Some of the module designs have built-in temperature sensors and they all have power voltage sensors, so they can detect and report on environmental conditions across the motherboard.

Wednesday, April 11, 2007

Millicomputer Module Interconnects

There are two basic approaches.

One is to get modules that have ethernet built-in (or to add ethernet interfaces to a motherboard) and use ethernet switch chips such as the 8-24 port solutions from Vitesse to cluster the modules together. The individual modules would connect at 100Mbit, and the switches and external interfaces would interconnect at 1Gbit. The single chip ethernet switches have lots of features but can be run as unmanaged devices, so there is very little software needed to implement or manage the network. By directly connecting the networks on a motherboard there is no need to drive the full physical ethernet wire standard between the devices, saving a lot of power. These devices cost a few dollars a port, and dissipate about half a watt per port for fully driven gigabit links. if we can avoid using the Ethernet "PHY" (physical driver) a lot more power can be saved.

Another option is to use the built-in high speed USB2.0 interfaces which run at up to 480Mbit/s and connect them to a USB based central router that has ethernet support, then run IP over USB. This is a bit more complex to implement, but could be faster, lower power and cheaper since it uses an interface that is directly built into the millicomputer CPU. There are other kinds of devices like the AMCC PPC440EPx that are more PC-like, and have ethernet, PCI-bus and high speed USB built-in that could be used to implement a board level controller/router/interface. This device is more powerful than the mobile oriented millicomputer CPUs but dissipates about 3W so its in the next bracket up from a power consumption viewpoint.

PXA270 Module for testing

I just ordered a Gumstix GS270-XL6P module with 600MHz PXA270 and 128MB RAM. I'll run benchmarks on it, then end up building it into one of the mobile phone designs I'm working on. More later...

Thursday, April 5, 2007

Millicomputer Module Specifications

Here is another Google spreadsheet table of millicomputing module specifications.

There are several approaches, but some of these are edge connector based, include on-board ethernet, and could be stacked on a motherboard in a very dense array.

I think that on a standard 1U motherboard, if we could get five rows of 24 connectors that is 120 individual modules, using less than 100W maximum. The motherboard would just need to provide power and ethernet switch chips. If we also want per node storage, there are many very dense NAND flash ships in the multi-Gigabyte range that could be added to the design.

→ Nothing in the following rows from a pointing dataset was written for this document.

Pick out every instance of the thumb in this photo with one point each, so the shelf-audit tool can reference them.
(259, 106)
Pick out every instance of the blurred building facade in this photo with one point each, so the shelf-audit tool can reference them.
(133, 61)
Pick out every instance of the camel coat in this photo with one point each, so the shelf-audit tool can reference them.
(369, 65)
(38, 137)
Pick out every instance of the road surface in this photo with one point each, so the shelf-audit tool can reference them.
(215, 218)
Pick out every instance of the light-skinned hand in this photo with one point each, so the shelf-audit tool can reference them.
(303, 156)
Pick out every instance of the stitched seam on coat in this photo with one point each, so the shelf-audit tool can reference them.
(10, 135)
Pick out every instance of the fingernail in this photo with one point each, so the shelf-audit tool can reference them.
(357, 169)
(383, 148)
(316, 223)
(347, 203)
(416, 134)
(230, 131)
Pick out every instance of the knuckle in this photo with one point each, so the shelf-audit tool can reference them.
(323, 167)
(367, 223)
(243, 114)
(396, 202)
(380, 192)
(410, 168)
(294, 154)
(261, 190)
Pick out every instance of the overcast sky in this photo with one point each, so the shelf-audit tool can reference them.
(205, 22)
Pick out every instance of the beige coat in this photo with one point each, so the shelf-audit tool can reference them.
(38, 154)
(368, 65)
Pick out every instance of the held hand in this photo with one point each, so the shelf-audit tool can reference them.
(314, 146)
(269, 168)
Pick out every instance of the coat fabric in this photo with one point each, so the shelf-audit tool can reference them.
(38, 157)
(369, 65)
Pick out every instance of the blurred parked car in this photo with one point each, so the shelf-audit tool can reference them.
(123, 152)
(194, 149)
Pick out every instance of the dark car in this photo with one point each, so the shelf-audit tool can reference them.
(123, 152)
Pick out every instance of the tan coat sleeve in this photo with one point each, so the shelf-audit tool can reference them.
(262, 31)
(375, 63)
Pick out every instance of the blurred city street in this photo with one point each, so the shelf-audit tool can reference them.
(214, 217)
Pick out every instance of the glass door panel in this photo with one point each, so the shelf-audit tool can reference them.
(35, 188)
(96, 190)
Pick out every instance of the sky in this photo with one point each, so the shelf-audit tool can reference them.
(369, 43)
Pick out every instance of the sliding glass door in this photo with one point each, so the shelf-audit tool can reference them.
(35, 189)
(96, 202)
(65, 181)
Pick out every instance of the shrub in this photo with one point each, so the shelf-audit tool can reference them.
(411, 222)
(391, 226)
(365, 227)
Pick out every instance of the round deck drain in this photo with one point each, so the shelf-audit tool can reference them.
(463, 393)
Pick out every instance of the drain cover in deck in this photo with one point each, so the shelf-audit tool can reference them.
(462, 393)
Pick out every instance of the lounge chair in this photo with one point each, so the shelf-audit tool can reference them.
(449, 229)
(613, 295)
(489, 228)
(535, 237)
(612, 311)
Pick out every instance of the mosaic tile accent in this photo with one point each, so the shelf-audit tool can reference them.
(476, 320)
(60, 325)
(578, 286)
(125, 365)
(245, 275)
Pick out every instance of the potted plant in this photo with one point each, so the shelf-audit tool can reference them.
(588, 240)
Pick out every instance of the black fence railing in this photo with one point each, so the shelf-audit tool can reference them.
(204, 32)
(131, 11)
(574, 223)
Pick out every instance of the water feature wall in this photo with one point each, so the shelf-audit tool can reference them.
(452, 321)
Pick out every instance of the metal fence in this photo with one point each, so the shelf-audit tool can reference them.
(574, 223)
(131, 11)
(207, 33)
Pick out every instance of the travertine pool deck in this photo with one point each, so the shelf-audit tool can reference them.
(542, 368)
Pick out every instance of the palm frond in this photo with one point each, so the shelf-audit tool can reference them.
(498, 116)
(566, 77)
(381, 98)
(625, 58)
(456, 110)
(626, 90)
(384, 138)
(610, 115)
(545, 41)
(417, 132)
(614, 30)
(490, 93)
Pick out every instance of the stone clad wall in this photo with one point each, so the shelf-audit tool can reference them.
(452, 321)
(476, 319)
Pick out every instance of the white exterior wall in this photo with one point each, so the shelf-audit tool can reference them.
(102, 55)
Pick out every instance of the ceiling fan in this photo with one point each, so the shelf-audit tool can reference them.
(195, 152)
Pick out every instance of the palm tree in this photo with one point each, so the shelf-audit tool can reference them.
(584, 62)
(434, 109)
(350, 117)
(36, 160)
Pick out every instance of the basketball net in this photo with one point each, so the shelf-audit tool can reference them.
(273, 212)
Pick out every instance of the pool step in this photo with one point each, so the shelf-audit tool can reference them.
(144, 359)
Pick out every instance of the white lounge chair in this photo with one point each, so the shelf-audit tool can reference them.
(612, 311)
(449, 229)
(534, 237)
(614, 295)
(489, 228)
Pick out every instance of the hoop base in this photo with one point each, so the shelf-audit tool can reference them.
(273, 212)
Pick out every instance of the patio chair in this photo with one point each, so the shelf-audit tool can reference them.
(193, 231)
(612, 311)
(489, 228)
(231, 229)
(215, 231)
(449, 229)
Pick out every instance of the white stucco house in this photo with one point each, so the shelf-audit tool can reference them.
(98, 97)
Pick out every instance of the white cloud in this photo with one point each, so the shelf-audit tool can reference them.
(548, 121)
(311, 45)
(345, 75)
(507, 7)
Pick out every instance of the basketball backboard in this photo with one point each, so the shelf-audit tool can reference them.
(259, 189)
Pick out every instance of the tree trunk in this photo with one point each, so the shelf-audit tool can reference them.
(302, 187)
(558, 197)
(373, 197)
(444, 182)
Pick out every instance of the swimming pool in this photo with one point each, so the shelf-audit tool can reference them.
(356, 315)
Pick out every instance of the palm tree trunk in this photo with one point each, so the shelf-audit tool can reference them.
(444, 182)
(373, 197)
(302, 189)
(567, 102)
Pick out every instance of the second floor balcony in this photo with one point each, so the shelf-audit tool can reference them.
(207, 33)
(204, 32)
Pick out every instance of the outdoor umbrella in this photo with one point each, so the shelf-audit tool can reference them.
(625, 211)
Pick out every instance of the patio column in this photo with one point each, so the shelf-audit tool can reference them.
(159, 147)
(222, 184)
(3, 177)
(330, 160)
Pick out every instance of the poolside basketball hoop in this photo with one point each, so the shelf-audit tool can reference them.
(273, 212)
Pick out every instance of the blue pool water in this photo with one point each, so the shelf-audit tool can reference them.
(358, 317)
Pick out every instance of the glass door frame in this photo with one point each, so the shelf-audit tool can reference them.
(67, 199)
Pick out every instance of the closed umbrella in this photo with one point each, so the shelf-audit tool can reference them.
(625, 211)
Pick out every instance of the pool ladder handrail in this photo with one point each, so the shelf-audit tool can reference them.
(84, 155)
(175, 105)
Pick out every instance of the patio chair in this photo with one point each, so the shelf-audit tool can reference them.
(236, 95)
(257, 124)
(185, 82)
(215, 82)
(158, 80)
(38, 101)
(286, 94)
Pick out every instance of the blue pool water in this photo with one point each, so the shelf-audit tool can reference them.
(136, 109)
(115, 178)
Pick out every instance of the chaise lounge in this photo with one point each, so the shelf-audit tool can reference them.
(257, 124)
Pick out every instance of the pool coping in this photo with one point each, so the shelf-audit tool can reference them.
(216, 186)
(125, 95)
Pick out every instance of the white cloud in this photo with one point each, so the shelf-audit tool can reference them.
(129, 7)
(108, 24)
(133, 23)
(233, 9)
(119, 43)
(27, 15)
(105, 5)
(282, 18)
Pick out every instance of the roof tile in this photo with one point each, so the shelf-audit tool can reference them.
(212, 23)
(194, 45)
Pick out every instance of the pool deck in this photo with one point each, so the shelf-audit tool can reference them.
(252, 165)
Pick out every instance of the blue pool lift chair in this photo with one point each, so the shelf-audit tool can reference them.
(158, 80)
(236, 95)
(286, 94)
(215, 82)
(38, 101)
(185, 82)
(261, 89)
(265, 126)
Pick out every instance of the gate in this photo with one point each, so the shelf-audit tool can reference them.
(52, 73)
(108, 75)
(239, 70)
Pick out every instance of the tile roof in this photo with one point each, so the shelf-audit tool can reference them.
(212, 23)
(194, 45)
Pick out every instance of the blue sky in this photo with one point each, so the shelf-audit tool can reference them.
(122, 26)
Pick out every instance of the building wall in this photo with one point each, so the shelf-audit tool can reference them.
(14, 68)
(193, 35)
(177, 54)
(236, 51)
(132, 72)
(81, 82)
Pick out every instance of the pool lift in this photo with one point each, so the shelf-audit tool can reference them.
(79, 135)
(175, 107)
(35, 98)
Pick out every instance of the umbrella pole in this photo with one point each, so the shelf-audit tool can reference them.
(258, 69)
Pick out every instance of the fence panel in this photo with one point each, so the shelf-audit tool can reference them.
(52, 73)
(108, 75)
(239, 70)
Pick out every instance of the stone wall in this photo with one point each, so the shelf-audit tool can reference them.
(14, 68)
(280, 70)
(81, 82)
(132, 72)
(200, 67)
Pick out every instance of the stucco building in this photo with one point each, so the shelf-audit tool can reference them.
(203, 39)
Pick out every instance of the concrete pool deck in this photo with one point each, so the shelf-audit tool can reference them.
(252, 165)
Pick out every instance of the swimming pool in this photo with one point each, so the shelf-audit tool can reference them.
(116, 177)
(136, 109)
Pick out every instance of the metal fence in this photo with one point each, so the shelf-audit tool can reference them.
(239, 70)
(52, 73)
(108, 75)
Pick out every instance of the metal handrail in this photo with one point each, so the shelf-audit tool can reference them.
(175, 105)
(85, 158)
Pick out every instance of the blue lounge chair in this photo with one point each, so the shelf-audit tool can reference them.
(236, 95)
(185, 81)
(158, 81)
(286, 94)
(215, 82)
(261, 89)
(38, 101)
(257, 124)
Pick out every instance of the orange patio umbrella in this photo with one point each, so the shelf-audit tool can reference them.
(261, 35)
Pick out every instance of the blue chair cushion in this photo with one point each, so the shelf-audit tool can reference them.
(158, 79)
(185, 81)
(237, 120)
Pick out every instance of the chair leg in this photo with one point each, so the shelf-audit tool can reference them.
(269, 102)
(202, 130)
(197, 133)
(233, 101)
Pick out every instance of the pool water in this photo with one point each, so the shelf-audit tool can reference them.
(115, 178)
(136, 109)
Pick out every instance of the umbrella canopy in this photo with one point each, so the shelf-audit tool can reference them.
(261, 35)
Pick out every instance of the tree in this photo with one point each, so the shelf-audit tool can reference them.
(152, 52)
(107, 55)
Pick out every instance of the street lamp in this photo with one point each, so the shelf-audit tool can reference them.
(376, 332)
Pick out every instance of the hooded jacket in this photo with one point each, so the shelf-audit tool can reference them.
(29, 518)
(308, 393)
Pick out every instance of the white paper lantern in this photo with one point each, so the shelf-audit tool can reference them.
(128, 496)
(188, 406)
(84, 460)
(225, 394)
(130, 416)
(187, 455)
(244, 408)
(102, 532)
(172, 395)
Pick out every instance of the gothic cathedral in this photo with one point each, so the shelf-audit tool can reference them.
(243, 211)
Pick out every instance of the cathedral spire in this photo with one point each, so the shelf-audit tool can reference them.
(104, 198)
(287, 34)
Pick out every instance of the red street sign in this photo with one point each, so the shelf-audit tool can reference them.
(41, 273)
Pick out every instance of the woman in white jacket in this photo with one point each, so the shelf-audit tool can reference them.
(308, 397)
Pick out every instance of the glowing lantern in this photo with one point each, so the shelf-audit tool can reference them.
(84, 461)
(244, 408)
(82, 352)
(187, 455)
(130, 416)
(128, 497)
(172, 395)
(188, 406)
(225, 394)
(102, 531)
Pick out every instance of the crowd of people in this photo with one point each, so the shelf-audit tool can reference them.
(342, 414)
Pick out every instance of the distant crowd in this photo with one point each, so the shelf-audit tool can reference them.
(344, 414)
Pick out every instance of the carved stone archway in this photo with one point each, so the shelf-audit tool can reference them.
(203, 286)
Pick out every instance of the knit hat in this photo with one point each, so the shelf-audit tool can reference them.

So is that interesting? I think so...

Tuesday, April 3, 2007

Millicomputer CPU Specifications

I've started a table of CPU specifications as a google spreadsheet.

I'm mostly interested in the CPU clock rate, CPU caches, RAM bandwidth and size.

All these devices are very flexible, and are mostly configured with relatively small amounts of memory for embedded applications. However, they have a decently fast clock rate, and can interface to at least two SDRAM chips. These chips are 32bits wide and currently contain a total of 128MB each. The CPUs support up to 256MB per chip, so the next generation SDRAM devices can double overall capacity.

Compared to current "enterprise CPUs" they are much slower than Opterons but probably comparable to a single thread on a Niagara.

The next comparison table I want to put together is for board level devices, such as the Gumstix range.